Eight months later, what are the results?
This product is more effective than enriched flour. Children gain weight more quickly and the treatment lasts for three to four weeks, rather than two months. The recovery rate is above 95 percent, the death rate throughout the program is below 1 percent and there are fewer children in serious condition than in the past. We think that this strategy has allowed us to prevent moderate acute malnutrition from becoming severe and thus limit mortality.
However, while it has been effective, the strategy also has its limitations. Additional work is required if we are to implement it on a national scale in a country like Niger and have impact on child mortality.
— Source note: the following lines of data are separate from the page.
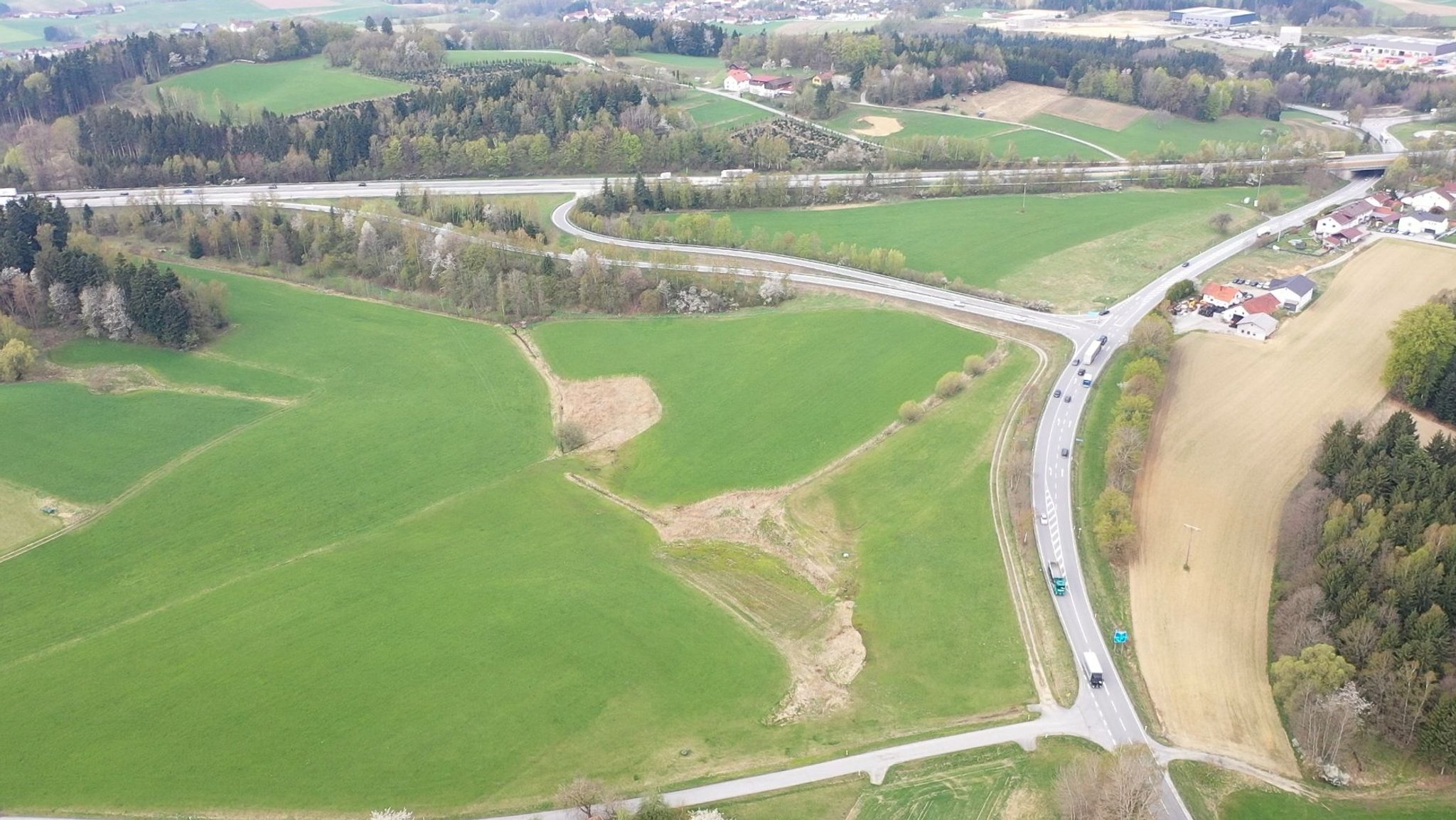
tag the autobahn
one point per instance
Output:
(1106, 715)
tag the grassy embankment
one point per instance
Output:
(284, 87)
(465, 57)
(1075, 251)
(999, 781)
(1145, 136)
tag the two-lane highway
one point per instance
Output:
(1106, 715)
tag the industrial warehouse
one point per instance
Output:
(1211, 16)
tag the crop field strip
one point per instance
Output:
(284, 87)
(1115, 240)
(1206, 669)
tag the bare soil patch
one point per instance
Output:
(1235, 435)
(1010, 101)
(611, 411)
(1417, 8)
(880, 126)
(1100, 112)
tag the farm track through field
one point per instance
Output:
(150, 478)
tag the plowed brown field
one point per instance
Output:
(1236, 432)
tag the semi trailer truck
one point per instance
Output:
(1093, 669)
(1059, 577)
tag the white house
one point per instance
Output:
(1258, 326)
(737, 80)
(1346, 218)
(1293, 293)
(1423, 222)
(1435, 198)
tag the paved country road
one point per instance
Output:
(1104, 715)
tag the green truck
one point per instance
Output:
(1059, 577)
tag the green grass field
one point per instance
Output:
(1028, 142)
(283, 87)
(165, 16)
(1143, 136)
(714, 111)
(1118, 240)
(178, 368)
(756, 401)
(933, 600)
(91, 447)
(372, 597)
(461, 57)
(383, 595)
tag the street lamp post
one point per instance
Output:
(1189, 550)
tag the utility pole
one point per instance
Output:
(1189, 550)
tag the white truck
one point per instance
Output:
(1093, 669)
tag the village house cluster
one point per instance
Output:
(1248, 308)
(1423, 213)
(742, 79)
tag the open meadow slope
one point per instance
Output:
(290, 86)
(370, 597)
(754, 410)
(1075, 251)
(386, 592)
(1235, 433)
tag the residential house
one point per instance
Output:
(1293, 293)
(737, 80)
(1258, 326)
(1221, 294)
(1261, 303)
(1347, 236)
(1424, 222)
(1439, 198)
(771, 85)
(1346, 218)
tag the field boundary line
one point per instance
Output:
(146, 481)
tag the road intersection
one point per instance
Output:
(1104, 715)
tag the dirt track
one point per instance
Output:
(1236, 432)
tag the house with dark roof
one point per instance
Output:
(1293, 292)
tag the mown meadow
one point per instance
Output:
(370, 585)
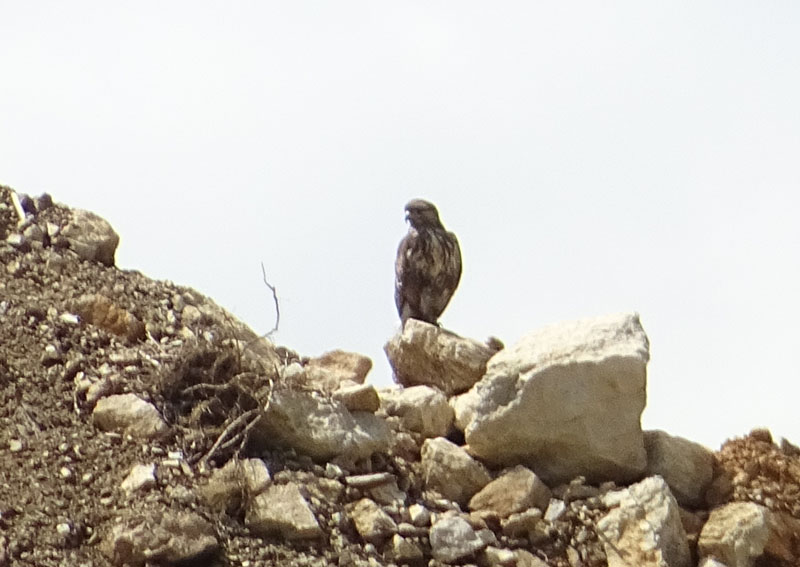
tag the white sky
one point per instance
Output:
(592, 158)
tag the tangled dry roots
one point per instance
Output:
(215, 399)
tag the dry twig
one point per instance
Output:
(275, 299)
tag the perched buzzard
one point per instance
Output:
(428, 265)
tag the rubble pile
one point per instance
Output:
(144, 425)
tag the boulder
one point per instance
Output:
(320, 427)
(784, 538)
(424, 354)
(327, 372)
(565, 401)
(645, 528)
(405, 552)
(687, 467)
(514, 491)
(282, 510)
(358, 397)
(372, 523)
(449, 470)
(129, 414)
(156, 537)
(421, 408)
(100, 311)
(91, 237)
(735, 534)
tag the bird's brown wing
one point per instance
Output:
(407, 281)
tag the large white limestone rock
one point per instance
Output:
(735, 534)
(320, 427)
(565, 401)
(424, 354)
(91, 237)
(450, 471)
(129, 414)
(281, 509)
(645, 528)
(514, 491)
(686, 466)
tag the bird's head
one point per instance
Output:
(422, 214)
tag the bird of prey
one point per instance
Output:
(428, 265)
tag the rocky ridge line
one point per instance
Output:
(142, 424)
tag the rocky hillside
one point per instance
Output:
(144, 425)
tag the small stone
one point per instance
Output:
(369, 480)
(141, 477)
(555, 510)
(453, 539)
(358, 397)
(420, 516)
(129, 414)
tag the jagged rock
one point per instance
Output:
(453, 539)
(91, 237)
(358, 397)
(522, 523)
(128, 413)
(645, 529)
(160, 538)
(687, 467)
(321, 428)
(514, 491)
(141, 477)
(370, 480)
(424, 354)
(421, 408)
(735, 534)
(405, 552)
(281, 509)
(528, 559)
(372, 523)
(565, 400)
(100, 311)
(238, 482)
(450, 471)
(327, 372)
(497, 557)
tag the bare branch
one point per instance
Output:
(275, 298)
(221, 444)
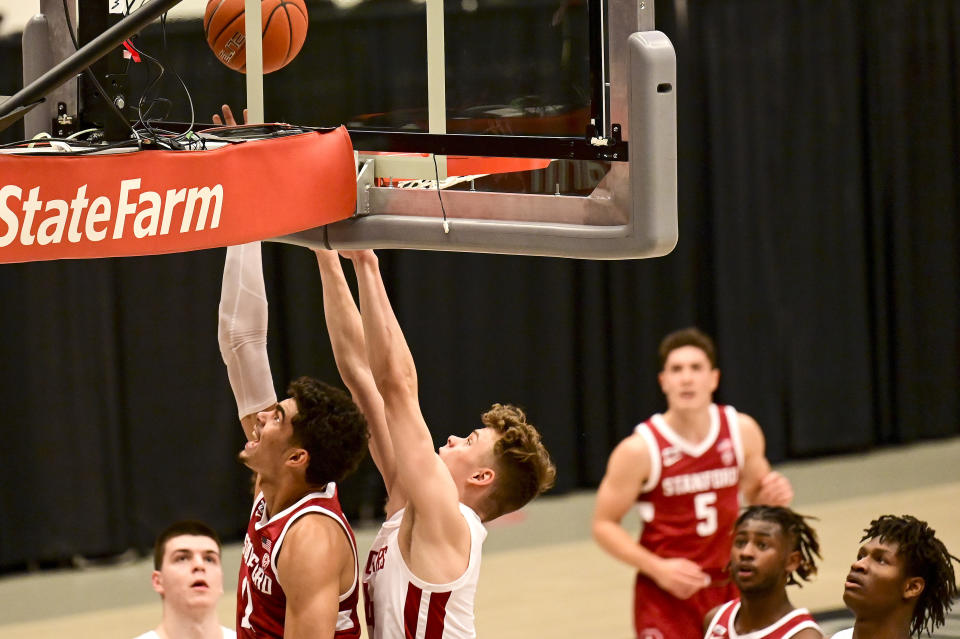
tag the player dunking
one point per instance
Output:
(685, 467)
(902, 582)
(772, 546)
(421, 574)
(299, 574)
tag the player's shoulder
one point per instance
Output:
(633, 445)
(746, 424)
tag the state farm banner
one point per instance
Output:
(149, 202)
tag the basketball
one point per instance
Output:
(284, 30)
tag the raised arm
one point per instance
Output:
(627, 471)
(242, 333)
(422, 475)
(758, 483)
(349, 350)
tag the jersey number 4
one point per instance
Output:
(704, 506)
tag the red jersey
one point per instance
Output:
(690, 501)
(261, 602)
(787, 626)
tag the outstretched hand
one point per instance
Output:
(358, 255)
(228, 118)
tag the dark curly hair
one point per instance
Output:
(523, 465)
(184, 527)
(797, 530)
(687, 337)
(925, 557)
(330, 427)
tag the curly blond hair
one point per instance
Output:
(522, 463)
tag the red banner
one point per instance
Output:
(150, 202)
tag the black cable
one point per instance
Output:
(436, 173)
(89, 72)
(144, 96)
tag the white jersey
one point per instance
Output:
(399, 605)
(152, 634)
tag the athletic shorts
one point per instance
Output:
(659, 615)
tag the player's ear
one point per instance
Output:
(714, 378)
(156, 580)
(483, 476)
(794, 559)
(912, 587)
(298, 457)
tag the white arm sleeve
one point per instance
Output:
(242, 329)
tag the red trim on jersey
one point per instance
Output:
(411, 611)
(436, 613)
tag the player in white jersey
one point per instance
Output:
(189, 579)
(421, 574)
(902, 582)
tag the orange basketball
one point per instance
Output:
(284, 30)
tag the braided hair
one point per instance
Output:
(926, 557)
(796, 529)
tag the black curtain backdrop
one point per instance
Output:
(819, 199)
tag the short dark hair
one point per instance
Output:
(522, 463)
(183, 527)
(330, 427)
(687, 337)
(796, 529)
(925, 557)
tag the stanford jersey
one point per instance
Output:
(689, 505)
(261, 603)
(401, 606)
(787, 626)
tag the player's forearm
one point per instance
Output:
(393, 369)
(349, 350)
(617, 542)
(343, 324)
(242, 330)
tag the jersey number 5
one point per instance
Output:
(706, 511)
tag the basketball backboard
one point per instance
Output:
(587, 87)
(543, 127)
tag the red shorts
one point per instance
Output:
(659, 615)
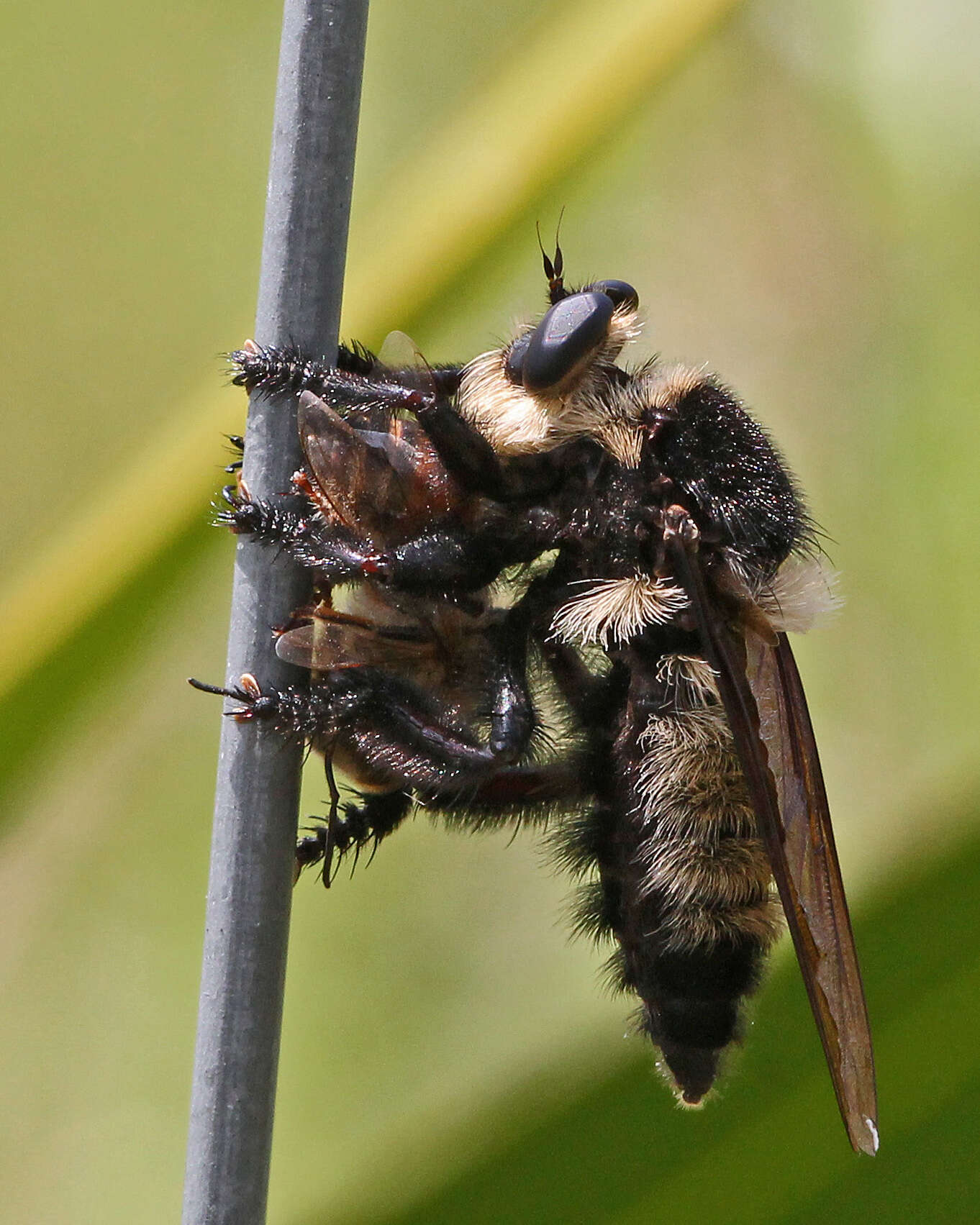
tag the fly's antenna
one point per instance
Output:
(553, 270)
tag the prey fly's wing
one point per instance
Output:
(333, 639)
(816, 908)
(373, 470)
(763, 698)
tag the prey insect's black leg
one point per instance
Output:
(275, 369)
(353, 827)
(450, 557)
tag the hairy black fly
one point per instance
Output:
(683, 552)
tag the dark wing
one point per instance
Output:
(766, 709)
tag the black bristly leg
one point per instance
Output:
(275, 369)
(451, 557)
(357, 826)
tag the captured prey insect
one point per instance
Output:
(375, 479)
(683, 550)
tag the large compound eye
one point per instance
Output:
(570, 331)
(622, 293)
(514, 365)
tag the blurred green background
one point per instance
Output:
(793, 186)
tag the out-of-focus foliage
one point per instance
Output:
(795, 200)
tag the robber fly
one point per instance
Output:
(684, 554)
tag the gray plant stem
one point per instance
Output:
(258, 791)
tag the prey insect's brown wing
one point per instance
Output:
(816, 907)
(766, 709)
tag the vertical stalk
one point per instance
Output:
(258, 791)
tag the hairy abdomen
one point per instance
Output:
(686, 883)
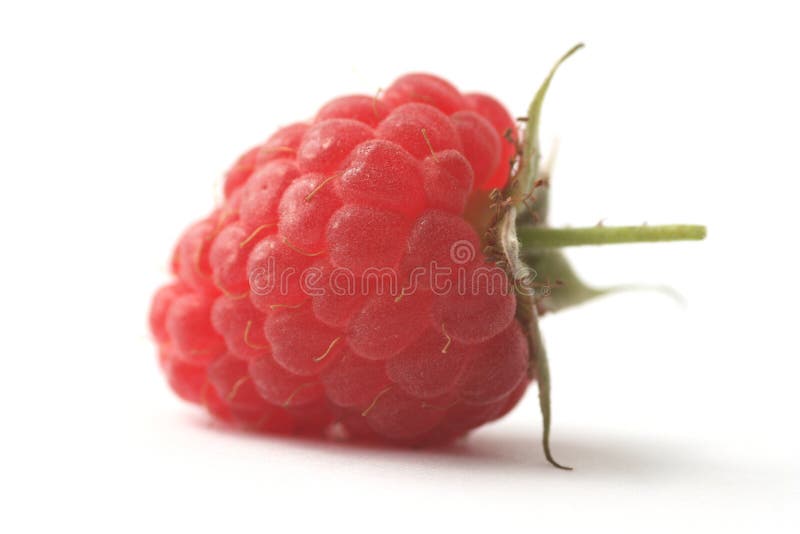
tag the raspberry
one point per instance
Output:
(303, 300)
(371, 183)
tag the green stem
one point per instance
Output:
(537, 237)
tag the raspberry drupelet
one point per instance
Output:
(370, 183)
(297, 306)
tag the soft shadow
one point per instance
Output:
(511, 450)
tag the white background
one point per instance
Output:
(117, 121)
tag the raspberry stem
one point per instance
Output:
(538, 237)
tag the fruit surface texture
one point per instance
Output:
(342, 284)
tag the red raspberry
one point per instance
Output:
(362, 272)
(370, 183)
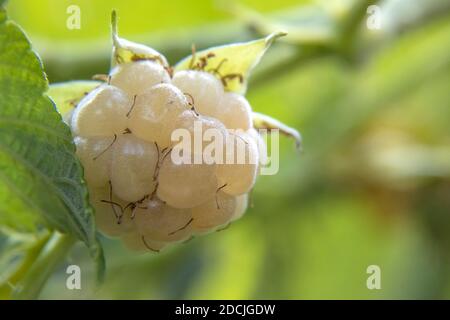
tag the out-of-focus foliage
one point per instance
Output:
(371, 186)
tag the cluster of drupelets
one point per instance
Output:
(123, 136)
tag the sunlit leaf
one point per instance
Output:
(126, 51)
(41, 180)
(231, 63)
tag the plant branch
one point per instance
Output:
(53, 253)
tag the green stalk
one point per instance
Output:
(53, 253)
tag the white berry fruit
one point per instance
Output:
(159, 222)
(125, 134)
(204, 89)
(101, 113)
(155, 112)
(186, 185)
(95, 154)
(109, 216)
(214, 212)
(136, 78)
(239, 173)
(133, 168)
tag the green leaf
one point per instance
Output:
(305, 24)
(126, 51)
(40, 177)
(231, 63)
(66, 95)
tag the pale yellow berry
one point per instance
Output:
(103, 112)
(95, 155)
(135, 78)
(161, 222)
(205, 90)
(133, 168)
(154, 114)
(214, 212)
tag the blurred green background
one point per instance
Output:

What does this additional work involve?
We have been following the same approach for several years, asking how we can limit the number of malnutrition-related deaths in an epidemic outbreak area. We first pursued a strategy for the most serious cases and the Nigerien authorities adopted this protocol throughout the country. This year, we are expanding our response to all malnutrition cases, but that is too ambitious for the health system of a country where hundreds of thousands of children suffer malnutrition every year to implement.
Neither Niger, considered the poorest country in the world, nor any other actor can take on such a program on a multi-year basis. In addition, there are all those children who may not be severely malnourished but whose nutritional status is inadequate to fight off infections, which sometimes prove fatal.
We can further simplify and improve the medical-nutritional response in our programs, but it must also include a strategy for preventing acute malnutrition. This is relevant at the individual level—the child receives what he or she needs to reduce the risk of illness—and is also critical to reducing the number of children who need medical care and treating them.
This is a very ambitious project. To follow through, we must be able to obtain the product we use—Plumpy'Nut—at a much lower price and find an effective product, equivalent to enriched milk, for children under five to prevent malnutrition.